Trials we cannot trust: investigating their impact on systematic reviews and clinical guidelines in spinal pain, 2023, O'connell et al

EndME

Senior Member (Voting Rights)
Highlights
  • A group of trials with trust concerns had major impacts on the results of systematic reviews and clinical guidelines.
  • They substantially impacted effect sizes and influenced the conclusions and recommendations drawn.
  • There is a need for a greater focus on the trustworthiness of studies in evidence appraisal.
Abstract

We previously conducted an exploration of the trustworthiness of a group of clinical trials of cognitive behavioural therapy (CBT) and exercise in spinal pain. We identified multiple concerns in eight trials, judging them untrustworthy. In this study, we systematically explored the impact of these trials (“index trials”) on results, conclusions and recommendations of systematic reviews and clinical practice guidelines (CPGs).

We conducted forward citation tracking using Google Scholar and the citationchaser tool, searched the Guidelines International Network (GIN) library and National Institute of Health and Care Excellence (NICE) archive to June 2022 to identify systematic reviews and CPGs. We explored how index trials impacted their findings. Where reviews presented meta-analyses, we extracted or conducted sensitivity analyses for the outcomes pain and disability, to explore how exclusion of index trials affected effect estimates.

We developed and applied an ’Impact Index’ to categorise the extent to which index studies impacted their results.
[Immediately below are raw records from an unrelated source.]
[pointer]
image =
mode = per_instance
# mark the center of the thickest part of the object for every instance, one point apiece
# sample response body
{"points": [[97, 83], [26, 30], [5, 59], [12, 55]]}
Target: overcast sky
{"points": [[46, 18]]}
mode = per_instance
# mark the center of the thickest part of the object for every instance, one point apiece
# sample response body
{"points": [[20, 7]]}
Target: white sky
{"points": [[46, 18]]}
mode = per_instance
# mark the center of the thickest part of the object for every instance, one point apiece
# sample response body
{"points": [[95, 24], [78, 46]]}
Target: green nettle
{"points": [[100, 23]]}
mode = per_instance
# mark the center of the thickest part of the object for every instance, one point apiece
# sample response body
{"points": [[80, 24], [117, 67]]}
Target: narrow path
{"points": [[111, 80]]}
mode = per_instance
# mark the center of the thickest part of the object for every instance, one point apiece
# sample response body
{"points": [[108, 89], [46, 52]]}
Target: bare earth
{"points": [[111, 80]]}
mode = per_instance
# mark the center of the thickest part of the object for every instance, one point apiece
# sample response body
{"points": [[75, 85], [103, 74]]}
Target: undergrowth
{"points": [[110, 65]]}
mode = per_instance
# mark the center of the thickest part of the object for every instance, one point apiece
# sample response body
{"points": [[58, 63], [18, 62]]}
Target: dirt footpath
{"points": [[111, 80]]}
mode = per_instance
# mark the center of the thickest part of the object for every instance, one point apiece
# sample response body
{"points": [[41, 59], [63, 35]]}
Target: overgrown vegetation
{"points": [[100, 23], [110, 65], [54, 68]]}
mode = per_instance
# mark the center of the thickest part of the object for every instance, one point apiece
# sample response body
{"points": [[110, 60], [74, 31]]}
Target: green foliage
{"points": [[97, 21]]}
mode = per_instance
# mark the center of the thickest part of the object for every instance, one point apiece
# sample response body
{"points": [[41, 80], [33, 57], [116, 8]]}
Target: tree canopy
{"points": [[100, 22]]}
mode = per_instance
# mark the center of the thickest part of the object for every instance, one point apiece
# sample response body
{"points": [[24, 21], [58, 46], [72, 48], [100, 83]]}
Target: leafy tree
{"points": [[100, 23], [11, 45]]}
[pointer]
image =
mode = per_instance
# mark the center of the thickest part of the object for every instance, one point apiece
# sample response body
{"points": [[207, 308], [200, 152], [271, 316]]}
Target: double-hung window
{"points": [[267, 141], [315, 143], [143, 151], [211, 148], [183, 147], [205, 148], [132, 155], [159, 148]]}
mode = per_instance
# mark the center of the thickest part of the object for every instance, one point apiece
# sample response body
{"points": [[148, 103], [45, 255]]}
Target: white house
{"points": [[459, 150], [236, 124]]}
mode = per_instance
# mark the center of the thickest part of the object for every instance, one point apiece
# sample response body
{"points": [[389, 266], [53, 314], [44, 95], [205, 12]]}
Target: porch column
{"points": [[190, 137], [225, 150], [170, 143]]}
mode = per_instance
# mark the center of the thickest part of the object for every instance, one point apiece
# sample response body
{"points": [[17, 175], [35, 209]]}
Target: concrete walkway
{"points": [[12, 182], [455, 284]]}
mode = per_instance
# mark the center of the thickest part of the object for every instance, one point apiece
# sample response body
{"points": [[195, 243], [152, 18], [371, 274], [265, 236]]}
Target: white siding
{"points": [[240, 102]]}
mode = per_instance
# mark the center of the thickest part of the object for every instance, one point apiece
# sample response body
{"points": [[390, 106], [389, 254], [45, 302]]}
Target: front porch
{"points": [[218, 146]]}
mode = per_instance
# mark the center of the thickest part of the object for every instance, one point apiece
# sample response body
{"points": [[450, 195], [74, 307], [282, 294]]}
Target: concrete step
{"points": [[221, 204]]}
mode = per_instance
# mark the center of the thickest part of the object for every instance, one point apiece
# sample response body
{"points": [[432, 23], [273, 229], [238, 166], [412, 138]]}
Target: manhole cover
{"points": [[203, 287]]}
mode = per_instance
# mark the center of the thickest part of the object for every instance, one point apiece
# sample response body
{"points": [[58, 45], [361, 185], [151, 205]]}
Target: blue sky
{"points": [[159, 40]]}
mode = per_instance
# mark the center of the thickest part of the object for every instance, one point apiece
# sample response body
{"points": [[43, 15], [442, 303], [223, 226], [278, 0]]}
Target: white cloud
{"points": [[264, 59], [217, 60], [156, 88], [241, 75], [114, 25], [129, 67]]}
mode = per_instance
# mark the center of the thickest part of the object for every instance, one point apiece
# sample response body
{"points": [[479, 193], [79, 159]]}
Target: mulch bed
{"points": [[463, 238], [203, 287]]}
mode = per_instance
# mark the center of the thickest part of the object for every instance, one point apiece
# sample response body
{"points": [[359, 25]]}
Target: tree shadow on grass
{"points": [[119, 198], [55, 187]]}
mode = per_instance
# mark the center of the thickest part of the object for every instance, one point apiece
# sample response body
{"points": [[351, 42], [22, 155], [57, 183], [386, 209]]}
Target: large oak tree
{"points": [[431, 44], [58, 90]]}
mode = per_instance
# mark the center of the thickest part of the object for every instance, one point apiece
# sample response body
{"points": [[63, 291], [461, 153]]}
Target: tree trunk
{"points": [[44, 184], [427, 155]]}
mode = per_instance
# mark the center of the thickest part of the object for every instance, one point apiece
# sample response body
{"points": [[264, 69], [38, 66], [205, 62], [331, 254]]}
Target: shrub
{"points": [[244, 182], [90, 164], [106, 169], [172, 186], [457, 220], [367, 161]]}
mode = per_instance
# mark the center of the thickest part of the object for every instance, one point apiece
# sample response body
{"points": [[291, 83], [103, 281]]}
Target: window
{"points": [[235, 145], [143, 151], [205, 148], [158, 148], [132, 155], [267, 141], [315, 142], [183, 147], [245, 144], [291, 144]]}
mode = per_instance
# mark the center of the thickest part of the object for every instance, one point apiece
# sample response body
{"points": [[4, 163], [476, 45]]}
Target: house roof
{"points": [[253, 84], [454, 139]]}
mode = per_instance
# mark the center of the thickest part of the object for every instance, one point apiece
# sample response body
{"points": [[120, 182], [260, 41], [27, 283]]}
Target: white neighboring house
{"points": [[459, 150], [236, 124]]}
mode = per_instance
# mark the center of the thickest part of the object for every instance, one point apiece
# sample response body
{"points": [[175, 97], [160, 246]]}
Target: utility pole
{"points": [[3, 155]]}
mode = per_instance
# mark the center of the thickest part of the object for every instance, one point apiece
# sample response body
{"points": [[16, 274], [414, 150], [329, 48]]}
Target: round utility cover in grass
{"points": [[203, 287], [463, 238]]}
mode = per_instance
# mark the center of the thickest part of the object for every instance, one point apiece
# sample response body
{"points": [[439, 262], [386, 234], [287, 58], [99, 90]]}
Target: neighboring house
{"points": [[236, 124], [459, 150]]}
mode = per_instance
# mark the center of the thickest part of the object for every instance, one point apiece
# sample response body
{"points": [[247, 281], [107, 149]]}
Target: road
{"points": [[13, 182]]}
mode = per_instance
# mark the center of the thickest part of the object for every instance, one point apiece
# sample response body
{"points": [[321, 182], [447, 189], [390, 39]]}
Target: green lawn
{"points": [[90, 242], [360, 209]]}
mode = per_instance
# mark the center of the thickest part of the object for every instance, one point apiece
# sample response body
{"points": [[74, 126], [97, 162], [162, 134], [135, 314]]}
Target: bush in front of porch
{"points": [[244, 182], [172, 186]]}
We included 32 unique reviews and 10 CPGs. None directly raised concerns regarding the veracity of the trials. Across meta-analyses (55 comparisons), removal of index trials reduced effect sizes by a median 58% (IQR 40 to 74). 85% of comparisons were classified as highly, 3% as moderately, and 11% as minimally impacted. Nine out 10 reviews conducting narrative synthesis drew positive conclusions regarding the intervention tested. Nine out of 10 CPGs made positive recommendations for the intervention(s) evaluated. This cohort of trials, with concerns regarding trustworthiness, has substantially impacted the results of systematic reviews and guideline recommendations.

Perspective
We found that a group of trials of CBT for spinal pain with concerns relating to their trustworthiness have had substantial impacts on the analyses and conclusions of systematic reviews and clinical practice guidelines. This highlights the need for a greater focus on the trustworthiness of studies in evidence appraisal.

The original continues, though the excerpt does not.